As it turned out, I would say the Fox news folks made up a sizable minority. When they cheered it was loud, but not that widespread. When the pro-health care reform people applauded, it seemed to come from a lot more people. That's just my sense of it and certainly not a scientific measure.
In some cases, I thought there was amazing balance. One high school student read a prepared piece on socialism about an econ teacher doing an experiment in 'socialism' by averaging everyone's grades and how the class eventually slid down to everyone getting F's. And why this showed how socialized health care was bad. It really stretched my patience listening to her. But the very next person explained that she was in a wheel chair because her family's private insurance refused her treatment until it was too late. She might only be telling us part of the story. But she did cite a law case. She said to look it up - I still have to do that. [It appears the Alaska Supreme Court turned her down in one case. and in the second. These cases are about a car accident, not sure how it relates to her wheel chair story.
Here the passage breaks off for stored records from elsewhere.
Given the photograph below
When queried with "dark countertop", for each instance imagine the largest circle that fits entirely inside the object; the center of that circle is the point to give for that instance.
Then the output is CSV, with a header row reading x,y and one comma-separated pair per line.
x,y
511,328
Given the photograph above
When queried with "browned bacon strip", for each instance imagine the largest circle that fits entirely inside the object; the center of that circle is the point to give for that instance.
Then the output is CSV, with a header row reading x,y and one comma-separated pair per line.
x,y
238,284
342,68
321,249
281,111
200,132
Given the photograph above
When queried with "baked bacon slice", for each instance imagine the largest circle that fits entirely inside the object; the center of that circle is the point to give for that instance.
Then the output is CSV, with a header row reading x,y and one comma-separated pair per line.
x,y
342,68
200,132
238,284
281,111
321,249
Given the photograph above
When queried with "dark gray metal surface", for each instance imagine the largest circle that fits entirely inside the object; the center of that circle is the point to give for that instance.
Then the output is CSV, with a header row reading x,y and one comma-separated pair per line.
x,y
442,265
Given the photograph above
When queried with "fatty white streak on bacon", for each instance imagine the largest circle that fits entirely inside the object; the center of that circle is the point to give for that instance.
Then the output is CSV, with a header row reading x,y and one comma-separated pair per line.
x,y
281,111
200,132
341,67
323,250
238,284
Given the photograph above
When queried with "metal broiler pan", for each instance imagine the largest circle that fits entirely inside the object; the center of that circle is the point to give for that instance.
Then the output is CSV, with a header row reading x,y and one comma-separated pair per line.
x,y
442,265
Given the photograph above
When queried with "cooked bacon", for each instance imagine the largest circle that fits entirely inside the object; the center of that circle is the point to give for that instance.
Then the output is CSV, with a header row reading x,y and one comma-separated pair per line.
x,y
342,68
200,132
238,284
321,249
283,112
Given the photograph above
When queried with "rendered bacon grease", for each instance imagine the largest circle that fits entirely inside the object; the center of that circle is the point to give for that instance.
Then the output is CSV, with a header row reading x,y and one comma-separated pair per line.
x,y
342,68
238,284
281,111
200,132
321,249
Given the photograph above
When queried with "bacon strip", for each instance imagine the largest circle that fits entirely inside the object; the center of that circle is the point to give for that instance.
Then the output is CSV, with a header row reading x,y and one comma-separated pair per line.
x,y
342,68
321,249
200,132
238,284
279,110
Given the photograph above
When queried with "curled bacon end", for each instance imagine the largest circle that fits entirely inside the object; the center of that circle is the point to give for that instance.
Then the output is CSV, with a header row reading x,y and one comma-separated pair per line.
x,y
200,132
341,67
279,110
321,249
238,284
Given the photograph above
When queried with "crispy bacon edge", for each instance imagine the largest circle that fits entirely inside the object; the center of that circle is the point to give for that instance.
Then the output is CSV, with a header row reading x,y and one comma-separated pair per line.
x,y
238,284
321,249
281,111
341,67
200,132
It goes to demonstrate that we really don't know the background of people and their reliability.]
Someone else claimed his health care hasn't gone up in price in ten years and that he hasn't been denied coverage though he's changed jobs, but his property taxes have doubled in that time period. (Maybe it's true because he doesn't have health insurance or because he's a veteran, Begich didn't ask what health plan he was on.)
But the next person was a woman who was happy for him, but she'd had cancer and was dropped for a preexisting condition by her private health insurer when she was unemployed for a week between jobs, even though it was the same insurance company.
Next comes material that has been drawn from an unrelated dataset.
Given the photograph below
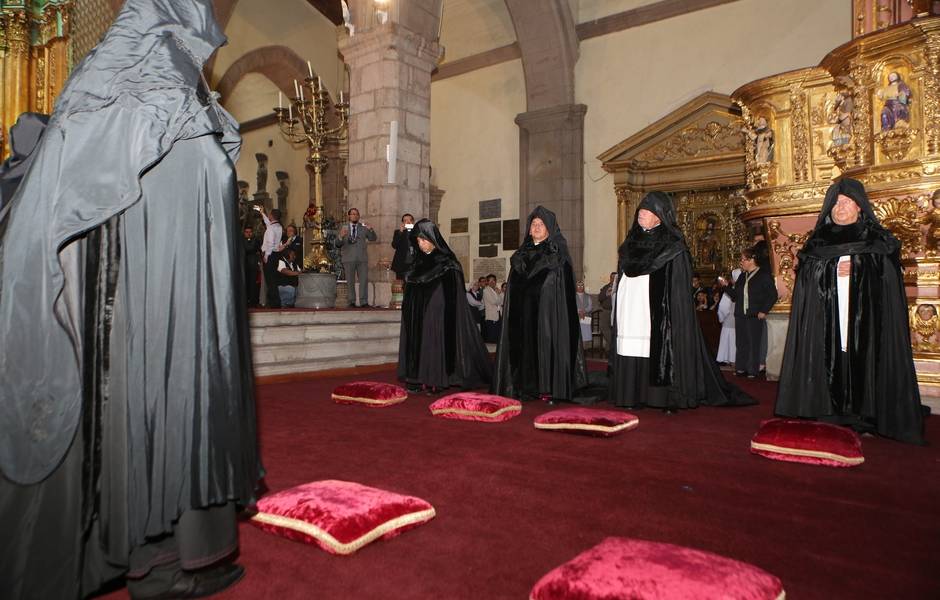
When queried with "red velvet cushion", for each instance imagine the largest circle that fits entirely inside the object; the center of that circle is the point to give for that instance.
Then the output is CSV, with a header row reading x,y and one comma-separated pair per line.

Another person answered Begich's question about why so many veterans (1.3 million or so) did not claim their health insurance. He said he was a vet but he was self-sufficient and didn't want anything from the government. He didn't have health insurance and didn't need it. He was self sufficient.
But we know he's one of the people who we will all pay for if he does have a serious health problem. My son's overnight stay at the Stanford University Hospital after he was hit by a car in May was billed at $40,000! Fortunately, not only does my son have health insurance, but the driver was also insured. (We also learned through this that the hospital bill is just the beginning of a negotiation and that the insurance company will pay a lot less. But if you don't have attorneys on your side, you might not get the bill lowered.)
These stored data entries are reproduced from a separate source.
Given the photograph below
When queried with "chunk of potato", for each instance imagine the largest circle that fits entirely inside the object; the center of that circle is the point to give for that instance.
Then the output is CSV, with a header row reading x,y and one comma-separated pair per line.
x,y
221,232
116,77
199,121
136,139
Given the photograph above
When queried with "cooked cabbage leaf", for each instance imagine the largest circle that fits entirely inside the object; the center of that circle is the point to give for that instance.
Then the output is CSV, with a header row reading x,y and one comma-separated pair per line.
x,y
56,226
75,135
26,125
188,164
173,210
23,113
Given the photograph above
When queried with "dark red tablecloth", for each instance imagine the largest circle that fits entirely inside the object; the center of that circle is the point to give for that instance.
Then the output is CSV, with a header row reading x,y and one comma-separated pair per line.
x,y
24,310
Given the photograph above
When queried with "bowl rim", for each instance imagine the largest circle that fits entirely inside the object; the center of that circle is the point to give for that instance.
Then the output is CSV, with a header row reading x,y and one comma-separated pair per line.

While I do believe that no massive change in policy can be done without loopholes, without someone slipping in a great benefit for their clients, and without immunity from human error or greed, that the health care system we currently have has to be changed and what Obama is trying to do will result in a better system than what we have.
So, yes, there are some legitimate issues for people to raise with the bill - both people from the left and the right. Small businesses have real concerns. Large business has real concerns. A part of General Motors' problems had to do with health care for retirees and current employees. Those are expenses GM's foreign competitors don't have to worry about because their employees are covered by national health care plans.
But I also heard people last night who were talking nonsense. Their issues were non-issues. Their research would appear to be Fox News.